Education is the key to success in life, and teachers make a lasting impact in the lives of their students.”-Solomon Ortiz
Lashon Clay is one of those people you feel you have known forever, even though you may have just met. She has a captivating, larger-than-life personality, and a zest for life that is rivaled only by her perseverance.
Ms. Clay is the 7th and 8th grade science and social studies teacher at Sampson-Webber Leadership Academy. She has been a DPSCD Go Green Challenge Sustainability Coordinator for the past five years and she coordinates the Academic Games, where students compete in tournaments focused on Math, English, Social Studies and Logic.
Pregnant with her first child at the age of 13, Ms. Clay had to grow up fast. She had a total of four kids by the time she was 19, and Ms. Clay had to choose between continuing her own education and working to provide for her children. Sadly, Ms. Clay’s own mother passed away when her youngest daughter was only a year old. Her brother helped her out as much as possible, but she had to get serious about her future. “Going to high school was out of the question. I was in survival mode, but I knew I had to change my life in order for my kids to have a better life,” said Ms. Clay.
That change came with the help of Mrs. Davis, a teacher who offered to help Ms. Clay pay for food and clothing if she promised to finish school. It was this teacher who gave Ms. Clay the ability to see the value in continuing her education, to help her build a future for her family. Ms. Clay needed the proper resources and support to steer her in the right direction and once she saw what was possible, she not only progressed, she excelled. Exactly what she hopes to accomplish with her own students at Sampson-Webber.

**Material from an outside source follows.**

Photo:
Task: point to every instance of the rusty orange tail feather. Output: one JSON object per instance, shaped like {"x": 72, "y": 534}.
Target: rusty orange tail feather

Ms. Clay kept her promise and eventually got her GED from Lula Belle Stuart in Detroit, and she didn’t stop there. She attended Highland Park Community College, where she got her Associate’s Degree in Science, and eventually transferred to the University of Detroit Mercy for her Bachelor’s Degree in Mathematics, all while raising and supporting her four children.

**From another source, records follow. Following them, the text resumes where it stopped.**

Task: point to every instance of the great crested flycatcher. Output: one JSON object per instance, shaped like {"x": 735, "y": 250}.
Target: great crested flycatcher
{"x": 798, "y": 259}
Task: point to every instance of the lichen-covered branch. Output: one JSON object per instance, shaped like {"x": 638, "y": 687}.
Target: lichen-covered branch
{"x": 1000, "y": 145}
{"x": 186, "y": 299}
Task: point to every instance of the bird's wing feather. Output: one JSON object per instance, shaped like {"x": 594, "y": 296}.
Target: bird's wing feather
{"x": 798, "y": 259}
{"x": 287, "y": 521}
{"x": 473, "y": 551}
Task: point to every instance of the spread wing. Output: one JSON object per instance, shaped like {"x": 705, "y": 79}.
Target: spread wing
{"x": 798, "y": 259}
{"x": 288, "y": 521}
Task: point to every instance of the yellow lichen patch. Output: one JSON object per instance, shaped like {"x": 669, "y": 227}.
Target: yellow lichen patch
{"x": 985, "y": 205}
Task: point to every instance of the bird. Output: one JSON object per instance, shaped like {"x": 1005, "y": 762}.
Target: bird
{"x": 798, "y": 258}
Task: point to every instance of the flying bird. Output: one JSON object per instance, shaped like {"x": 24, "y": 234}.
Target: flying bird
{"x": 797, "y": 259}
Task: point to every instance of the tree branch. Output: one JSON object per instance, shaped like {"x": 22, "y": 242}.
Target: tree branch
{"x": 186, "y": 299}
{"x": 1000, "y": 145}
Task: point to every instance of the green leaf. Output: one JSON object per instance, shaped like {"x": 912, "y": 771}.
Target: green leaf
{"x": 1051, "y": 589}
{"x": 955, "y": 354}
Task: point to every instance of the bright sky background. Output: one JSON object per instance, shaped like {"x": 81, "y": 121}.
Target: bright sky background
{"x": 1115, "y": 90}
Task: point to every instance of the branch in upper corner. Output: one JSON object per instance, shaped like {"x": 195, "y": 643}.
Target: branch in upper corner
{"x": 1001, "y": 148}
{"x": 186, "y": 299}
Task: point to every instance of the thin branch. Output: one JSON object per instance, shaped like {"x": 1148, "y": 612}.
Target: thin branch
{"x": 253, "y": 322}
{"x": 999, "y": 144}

She is a force of character and shows no signs of stopping. This year, Ms. Clay won a Bosch Grant Award to help fund her outdoor classroom project. The outdoor classroom will have a “Zen Garden” and greenhouse, to help students who may be dealing with emotional issues and to provide a calming environment where the students can learn. Ms. Clay describes her teaching style as unorthodox, but some people would call it innovative.

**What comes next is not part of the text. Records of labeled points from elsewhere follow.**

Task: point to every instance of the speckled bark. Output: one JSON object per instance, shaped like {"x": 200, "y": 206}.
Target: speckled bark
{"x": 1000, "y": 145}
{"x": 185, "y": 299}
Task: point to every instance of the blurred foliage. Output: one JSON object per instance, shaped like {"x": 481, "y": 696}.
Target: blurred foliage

It is obvious how much of her time and effort Ms. Clay puts into her role as an educator, and it is even more obvious how much she loves it. Her face lights up when she talks about her students’ science fair projects or how well her students did at their Black History Month essay-writing competition. As a product of Detroit, Ms. Clay pushes them to work hard and to believe in themselves because she was them once. She chooses to share her story to show her students that it is possible to overcome any struggle or obstacle, even when the odds are stacked against you. These students need to know that not only are they capable of overcoming the obstacles they will inevitably face; they are capable of excellence. Furthermore, they are worthy of excellence and deserve the opportunity to succeed.
The whole idea of ranking academic performance based on standardized test scores is geared towards students with a more methodical learning style. All students learn differently and at a different pace. Learning should not be viewed as a “one size fits all” perspective and until we level the playing field, these students should be evaluated based on their personal progress and not perfection.
If her students retain nothing else from her classroom, Ms. Clay hopes they will have learned one thing. “No matter what obstacles you face in life or your parents face, it doesn’t mean you can’t overcome them. Never give up, and motivate yourself. Don’t wait for someone else to do it for you.” Possessing that kind of knowledge, is far more valuable than the kind of knowledge that an SAT or ACT score stands to represent.